Em 2026, dez dos 30 partidos registrados receberam apenas a cota mínima de aproximadamente R$ 3,3 milhões. As maiores parcelas ficaram com:

  • PL: R$ 881,6 milhões;
  • PT: R$ 615,3 milhões;
  • União Brasil: R$ 526,2 milhões.

Juntas, essas três legendas concentraram cerca de 40% do total do fundo eleitoral.

Os recursos podem ser utilizados para despesas como produção de material gráfico, impulsionamento de conteúdo na internet, contratação de equipes, aluguel de espaços, transporte e serviços de comunicação.

Fundo partidário é pago durante todo o ano

Diferentemente do fundo eleitoral, o fundo partidário é distribuído mensalmente, em 12 parcelas anuais.

O benefício é destinado apenas aos partidos que cumprem os requisitos da chamada cláusula de desempenho, também conhecida como cláusula de barreira, criada pela Emenda Constitucional nº 97, de 2017.

Para as eleições de 2026, as legendas precisam atender a um dos seguintes critérios:

  • obter pelo menos 2,5% dos votos válidos para a Câmara dos Deputados, com no mínimo 1,5% dos votos em nove estados; ou
  • eleger pelo menos 13 deputados federais, distribuídos em nove unidades da Federação.

A partir de 2030, a regra será mais rigorosa, exigindo 3% dos votos válidos ou a eleição de 15 deputados federais distribuídos em nove estados.

A distribuição do fundo partidário ocorre da seguinte forma:

  • 5% divididos igualmente entre os partidos que têm direito ao fundo;
  • 95% proporcionais aos votos obtidos para a Câmara dos Deputados na última eleição.

Caso o partido possua multas eleitorais ou valores a restituir, os descontos podem ser realizados diretamente nas parcelas mensais.

Recursos devem respeitar cotas para mulheres e pessoas negras

Desde 2022, os partidos são obrigados a distribuir os recursos dos fundos públicos de forma proporcional ao número de candidaturas femininas, respeitando a regra de que nenhum gênero pode representar menos de 30% nem mais de 70% das candidaturas.

Posteriormente, essa exigência também passou a ser aplicada às candidaturas de pessoas negras.

Além disso, a legislação determina que 5% do fundo partidário sejam destinados à criação e manutenção de programas voltados à promoção da participação das mulheres na política.

De onde vem o dinheiro

Os recursos do fundo eleitoral e do fundo partidário são provenientes do Orçamento da União, conforme previsão da Lei Orçamentária Anual.

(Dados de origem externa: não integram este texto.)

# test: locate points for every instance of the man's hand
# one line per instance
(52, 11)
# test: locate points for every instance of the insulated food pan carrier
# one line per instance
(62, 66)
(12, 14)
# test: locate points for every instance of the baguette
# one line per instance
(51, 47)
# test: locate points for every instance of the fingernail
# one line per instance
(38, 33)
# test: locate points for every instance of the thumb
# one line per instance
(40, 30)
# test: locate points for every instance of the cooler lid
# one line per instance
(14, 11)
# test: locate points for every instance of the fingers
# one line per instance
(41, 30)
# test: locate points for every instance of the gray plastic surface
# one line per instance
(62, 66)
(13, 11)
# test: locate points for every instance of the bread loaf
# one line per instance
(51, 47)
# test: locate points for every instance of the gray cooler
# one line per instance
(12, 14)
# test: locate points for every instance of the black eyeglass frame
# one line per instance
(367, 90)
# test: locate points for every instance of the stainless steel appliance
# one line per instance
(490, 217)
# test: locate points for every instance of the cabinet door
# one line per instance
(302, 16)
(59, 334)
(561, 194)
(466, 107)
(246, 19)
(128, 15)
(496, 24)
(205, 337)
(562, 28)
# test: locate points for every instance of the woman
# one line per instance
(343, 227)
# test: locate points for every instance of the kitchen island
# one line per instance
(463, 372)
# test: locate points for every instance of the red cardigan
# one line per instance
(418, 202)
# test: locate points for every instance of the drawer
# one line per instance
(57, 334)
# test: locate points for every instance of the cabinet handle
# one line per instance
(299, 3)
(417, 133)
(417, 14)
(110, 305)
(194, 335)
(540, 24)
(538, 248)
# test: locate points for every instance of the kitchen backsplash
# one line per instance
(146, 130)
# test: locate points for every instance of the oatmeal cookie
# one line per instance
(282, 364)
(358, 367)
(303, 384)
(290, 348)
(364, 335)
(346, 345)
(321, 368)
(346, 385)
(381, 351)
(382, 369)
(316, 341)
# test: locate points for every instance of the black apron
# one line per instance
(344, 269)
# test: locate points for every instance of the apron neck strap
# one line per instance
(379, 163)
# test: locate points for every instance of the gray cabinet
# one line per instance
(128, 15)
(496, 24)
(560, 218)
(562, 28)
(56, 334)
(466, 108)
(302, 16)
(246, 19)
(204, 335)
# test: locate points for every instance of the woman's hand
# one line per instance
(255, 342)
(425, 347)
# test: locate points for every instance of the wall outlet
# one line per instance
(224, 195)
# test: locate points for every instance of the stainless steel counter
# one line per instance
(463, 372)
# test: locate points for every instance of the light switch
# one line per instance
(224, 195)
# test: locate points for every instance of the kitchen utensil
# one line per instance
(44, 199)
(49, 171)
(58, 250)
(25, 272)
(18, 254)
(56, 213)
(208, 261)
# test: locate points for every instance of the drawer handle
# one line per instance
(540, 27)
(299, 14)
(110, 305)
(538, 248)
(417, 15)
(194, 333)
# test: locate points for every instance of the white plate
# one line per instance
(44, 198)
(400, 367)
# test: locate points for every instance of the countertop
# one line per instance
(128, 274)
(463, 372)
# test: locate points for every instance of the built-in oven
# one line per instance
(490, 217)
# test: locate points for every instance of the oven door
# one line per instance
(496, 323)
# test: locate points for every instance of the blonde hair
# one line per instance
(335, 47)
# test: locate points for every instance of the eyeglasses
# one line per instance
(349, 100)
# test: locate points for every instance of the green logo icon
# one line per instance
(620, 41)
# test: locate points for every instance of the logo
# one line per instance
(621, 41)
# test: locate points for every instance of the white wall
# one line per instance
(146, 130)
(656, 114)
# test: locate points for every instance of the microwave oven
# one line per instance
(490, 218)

Os fundos também podem receber valores oriundos de multas e penalidades aplicadas pela Justiça Eleitoral. No caso do fundo partidário, também é permitida a arrecadação de doações feitas por pessoas físicas.

Outras formas de financiamento

Além dos recursos públicos, candidatos e partidos podem receber doações de pessoas físicas, respeitando o limite correspondente a 10% dos rendimentos declarados pelo doador no ano anterior.

Os partidos também podem utilizar recursos próprios, desde que observem os limites de gastos fixados pelo Tribunal Superior Eleitoral para cada cargo em disputa.

Nas eleições de 2022, por exemplo, dados da Justiça Eleitoral mostraram que cerca de 92,8% das despesas da campanha presidencial vencedora foram custeadas com recursos provenientes dos fundos públicos, demonstrando a importância desses mecanismos no financiamento eleitoral brasileiro.